Hands covering yeast dough with a cloth (leaving it to rise)
Angie Norwood Browne/Riser/Getty Images

Yeast is a single-cell organism, which needs food, warmth, and moisture to thrive. It converts its' food (sugar and starch), through fermentation, into carbon dioxide and alcohol. It's the carbon dioxide that makes baked goods rise. There are two types of yeast available for sale. One type is Brewer's Yeast, a wet yeast used primarily in beer making. The other type is Baker's Yeast, which is used as a leavening agent. The two types of Baker's Yeast are Fresh or Compressed Yeast and Active dry yeast.

Fresh or Compressed Yeast

They should only be bought in amounts that will be used quickly. Fresh Yeast comes in small square cakes and is perishable. If not used right away, it can be stored in the refrigerator up to 3 days. One cake of Fresh Yeast equals one envelope of dry yeast.

Dry Yeast

It is the most convenient of the two types. It is granulated and comes in little 1/4-ounce packets (approximately 2-1/4 teaspoons) or loose in a jar. Once exposed to the air, it should be stored in the refrigerator.

Types of Dry Yeast

There are two types of Dry Yeast, regular and the other is Rapid or Quick Rising. Quick Rising Yeast takes half of the time to make bread rise.

Baking with Yeast

Yeast is basically used in baking bread. In making desserts, yeast is not the most popular leavening agent. There are not that many recipes that call for yeast except maybe Christmas Breads, Sweet Rolls, and some others.

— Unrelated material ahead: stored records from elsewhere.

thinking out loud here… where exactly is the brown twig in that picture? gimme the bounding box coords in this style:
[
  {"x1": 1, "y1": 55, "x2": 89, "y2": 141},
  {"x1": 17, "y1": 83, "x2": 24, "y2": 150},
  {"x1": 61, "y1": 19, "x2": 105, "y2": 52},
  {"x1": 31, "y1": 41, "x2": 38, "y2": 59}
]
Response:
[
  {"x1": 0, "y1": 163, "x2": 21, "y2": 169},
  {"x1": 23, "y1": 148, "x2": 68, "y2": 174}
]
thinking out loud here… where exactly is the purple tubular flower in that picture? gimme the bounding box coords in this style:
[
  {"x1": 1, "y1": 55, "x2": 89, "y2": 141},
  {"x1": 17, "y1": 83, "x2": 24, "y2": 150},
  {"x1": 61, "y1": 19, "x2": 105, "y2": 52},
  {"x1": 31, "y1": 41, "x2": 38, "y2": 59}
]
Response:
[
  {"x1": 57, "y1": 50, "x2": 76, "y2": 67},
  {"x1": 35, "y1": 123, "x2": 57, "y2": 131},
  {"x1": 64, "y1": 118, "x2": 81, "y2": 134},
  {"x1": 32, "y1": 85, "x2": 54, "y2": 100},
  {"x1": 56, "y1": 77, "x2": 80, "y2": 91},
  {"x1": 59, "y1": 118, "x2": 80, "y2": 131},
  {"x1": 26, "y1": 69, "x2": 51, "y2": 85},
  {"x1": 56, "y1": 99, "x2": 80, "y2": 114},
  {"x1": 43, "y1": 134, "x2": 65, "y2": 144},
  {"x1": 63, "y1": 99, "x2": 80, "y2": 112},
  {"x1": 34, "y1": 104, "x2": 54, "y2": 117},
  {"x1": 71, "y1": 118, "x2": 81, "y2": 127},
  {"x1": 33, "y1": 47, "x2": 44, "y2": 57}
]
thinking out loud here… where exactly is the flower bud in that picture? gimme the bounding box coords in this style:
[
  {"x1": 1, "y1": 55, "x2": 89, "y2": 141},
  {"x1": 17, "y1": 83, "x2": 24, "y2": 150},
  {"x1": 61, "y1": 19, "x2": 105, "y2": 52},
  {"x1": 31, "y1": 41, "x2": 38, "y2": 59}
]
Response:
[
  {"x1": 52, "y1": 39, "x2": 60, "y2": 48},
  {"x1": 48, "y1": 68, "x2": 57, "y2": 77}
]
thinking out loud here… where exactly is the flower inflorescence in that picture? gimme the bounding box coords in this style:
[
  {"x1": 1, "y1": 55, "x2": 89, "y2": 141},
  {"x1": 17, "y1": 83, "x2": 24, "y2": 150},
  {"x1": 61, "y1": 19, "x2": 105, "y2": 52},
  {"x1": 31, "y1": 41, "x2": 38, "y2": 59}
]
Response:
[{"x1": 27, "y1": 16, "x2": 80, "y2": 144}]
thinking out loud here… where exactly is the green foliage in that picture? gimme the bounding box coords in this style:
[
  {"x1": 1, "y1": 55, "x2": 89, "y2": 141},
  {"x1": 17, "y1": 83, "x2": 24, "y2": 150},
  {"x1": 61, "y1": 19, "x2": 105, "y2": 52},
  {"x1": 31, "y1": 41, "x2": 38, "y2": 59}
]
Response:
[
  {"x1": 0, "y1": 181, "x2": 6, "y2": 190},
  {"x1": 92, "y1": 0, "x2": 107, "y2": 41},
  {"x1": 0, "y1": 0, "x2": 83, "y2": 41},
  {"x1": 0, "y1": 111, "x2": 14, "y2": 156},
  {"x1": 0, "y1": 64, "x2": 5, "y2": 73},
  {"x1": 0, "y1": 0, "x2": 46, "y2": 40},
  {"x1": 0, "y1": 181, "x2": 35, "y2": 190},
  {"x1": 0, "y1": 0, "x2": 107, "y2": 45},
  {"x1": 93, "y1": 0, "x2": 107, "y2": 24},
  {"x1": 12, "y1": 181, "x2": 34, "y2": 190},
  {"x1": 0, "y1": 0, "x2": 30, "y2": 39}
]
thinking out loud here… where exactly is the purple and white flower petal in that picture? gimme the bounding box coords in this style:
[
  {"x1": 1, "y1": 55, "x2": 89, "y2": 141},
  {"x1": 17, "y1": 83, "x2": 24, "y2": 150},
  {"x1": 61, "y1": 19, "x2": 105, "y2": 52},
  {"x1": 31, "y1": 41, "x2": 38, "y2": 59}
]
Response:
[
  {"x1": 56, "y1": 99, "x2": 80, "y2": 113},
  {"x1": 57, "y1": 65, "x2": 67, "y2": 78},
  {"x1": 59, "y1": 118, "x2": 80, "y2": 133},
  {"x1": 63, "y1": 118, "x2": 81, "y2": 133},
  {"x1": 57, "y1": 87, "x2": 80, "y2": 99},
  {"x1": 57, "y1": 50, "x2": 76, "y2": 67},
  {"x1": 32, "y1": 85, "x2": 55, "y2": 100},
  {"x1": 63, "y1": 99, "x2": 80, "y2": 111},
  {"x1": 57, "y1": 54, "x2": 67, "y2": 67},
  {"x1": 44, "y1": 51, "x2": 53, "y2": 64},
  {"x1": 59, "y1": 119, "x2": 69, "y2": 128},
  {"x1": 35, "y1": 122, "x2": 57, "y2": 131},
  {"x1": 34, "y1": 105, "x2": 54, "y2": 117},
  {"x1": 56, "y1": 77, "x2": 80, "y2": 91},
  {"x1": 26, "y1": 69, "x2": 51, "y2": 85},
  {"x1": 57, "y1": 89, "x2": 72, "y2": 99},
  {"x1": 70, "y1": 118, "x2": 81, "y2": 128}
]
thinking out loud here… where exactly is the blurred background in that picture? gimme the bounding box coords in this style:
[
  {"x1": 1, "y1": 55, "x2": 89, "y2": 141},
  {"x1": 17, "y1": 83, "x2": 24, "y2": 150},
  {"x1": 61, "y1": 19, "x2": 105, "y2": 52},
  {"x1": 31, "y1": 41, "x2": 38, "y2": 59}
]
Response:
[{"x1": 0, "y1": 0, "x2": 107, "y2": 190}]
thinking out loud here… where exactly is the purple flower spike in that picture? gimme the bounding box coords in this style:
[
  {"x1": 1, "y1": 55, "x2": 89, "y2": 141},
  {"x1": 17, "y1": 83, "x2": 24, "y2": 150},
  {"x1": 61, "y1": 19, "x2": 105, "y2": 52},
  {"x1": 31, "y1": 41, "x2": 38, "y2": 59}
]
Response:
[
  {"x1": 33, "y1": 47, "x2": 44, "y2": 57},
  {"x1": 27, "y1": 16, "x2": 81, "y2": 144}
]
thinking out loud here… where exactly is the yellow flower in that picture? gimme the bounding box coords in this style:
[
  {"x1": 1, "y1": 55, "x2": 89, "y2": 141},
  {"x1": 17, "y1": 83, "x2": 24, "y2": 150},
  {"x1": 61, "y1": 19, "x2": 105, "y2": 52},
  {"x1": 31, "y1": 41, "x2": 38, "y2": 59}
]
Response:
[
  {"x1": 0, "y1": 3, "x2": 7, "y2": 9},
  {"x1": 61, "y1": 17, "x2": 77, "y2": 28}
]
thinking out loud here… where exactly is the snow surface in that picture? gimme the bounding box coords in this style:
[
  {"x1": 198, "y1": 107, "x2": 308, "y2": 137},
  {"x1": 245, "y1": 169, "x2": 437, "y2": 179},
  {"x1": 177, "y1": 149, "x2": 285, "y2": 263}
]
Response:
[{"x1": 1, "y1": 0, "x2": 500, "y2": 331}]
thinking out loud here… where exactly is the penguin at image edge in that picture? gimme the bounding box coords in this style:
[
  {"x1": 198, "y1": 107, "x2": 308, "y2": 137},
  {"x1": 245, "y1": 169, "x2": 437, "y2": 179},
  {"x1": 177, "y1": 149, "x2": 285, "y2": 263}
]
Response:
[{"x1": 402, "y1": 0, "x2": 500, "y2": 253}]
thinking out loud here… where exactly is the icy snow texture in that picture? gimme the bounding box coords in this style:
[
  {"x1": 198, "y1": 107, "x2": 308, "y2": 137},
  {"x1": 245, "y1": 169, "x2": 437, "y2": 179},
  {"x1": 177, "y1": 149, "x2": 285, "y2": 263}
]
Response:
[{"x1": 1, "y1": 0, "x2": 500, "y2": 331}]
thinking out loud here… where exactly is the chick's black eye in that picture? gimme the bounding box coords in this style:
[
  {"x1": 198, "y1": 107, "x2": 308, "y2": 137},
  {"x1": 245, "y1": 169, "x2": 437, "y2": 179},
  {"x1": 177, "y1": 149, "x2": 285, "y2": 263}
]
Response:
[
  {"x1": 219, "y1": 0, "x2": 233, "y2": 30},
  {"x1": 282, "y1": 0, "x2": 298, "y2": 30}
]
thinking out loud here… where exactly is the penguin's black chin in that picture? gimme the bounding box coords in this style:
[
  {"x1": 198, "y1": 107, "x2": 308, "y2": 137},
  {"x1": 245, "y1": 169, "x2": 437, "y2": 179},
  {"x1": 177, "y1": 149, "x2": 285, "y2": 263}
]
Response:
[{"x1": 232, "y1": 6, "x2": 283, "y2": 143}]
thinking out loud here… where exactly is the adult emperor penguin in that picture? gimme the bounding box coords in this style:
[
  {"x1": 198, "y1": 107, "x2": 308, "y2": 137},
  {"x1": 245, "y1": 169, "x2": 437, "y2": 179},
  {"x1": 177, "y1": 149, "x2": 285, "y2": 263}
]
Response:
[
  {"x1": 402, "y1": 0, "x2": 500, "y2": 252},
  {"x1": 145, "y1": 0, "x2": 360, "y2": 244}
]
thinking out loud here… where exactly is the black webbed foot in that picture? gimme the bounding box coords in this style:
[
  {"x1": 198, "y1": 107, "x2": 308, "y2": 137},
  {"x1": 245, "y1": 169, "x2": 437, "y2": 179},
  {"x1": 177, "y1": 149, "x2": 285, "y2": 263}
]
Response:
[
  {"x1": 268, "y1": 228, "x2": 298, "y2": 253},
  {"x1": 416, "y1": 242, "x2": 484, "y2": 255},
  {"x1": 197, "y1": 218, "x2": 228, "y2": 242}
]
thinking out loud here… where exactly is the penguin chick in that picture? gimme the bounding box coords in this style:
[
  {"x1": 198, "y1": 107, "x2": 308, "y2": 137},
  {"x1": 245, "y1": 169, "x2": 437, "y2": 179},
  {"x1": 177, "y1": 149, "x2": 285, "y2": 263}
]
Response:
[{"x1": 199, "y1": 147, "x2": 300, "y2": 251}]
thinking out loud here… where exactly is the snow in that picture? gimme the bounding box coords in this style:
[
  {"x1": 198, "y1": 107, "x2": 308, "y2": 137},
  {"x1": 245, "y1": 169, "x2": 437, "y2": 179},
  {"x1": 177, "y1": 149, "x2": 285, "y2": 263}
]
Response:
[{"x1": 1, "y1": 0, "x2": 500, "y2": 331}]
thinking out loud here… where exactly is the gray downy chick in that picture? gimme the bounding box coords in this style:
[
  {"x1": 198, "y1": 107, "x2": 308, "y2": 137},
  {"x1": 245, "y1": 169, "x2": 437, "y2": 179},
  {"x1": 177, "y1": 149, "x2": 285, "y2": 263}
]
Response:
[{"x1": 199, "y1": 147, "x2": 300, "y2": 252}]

The three most common brands of yeast I can find in my store are Fleischmann's Yeast, Red Star and SAF Perfect Rise Yeast.

Other Leavening Agents

The most common leaving agents in desserts are Baking Soda and Baking Powder. Baking Powder creates a solution that releases carbon dioxide when combined with heat and liquids. Baking Soda does the same thing when combined with acidic ingredients like buttermilk, cocoa, and honey. Baking Soda is in Self-Rising Flour.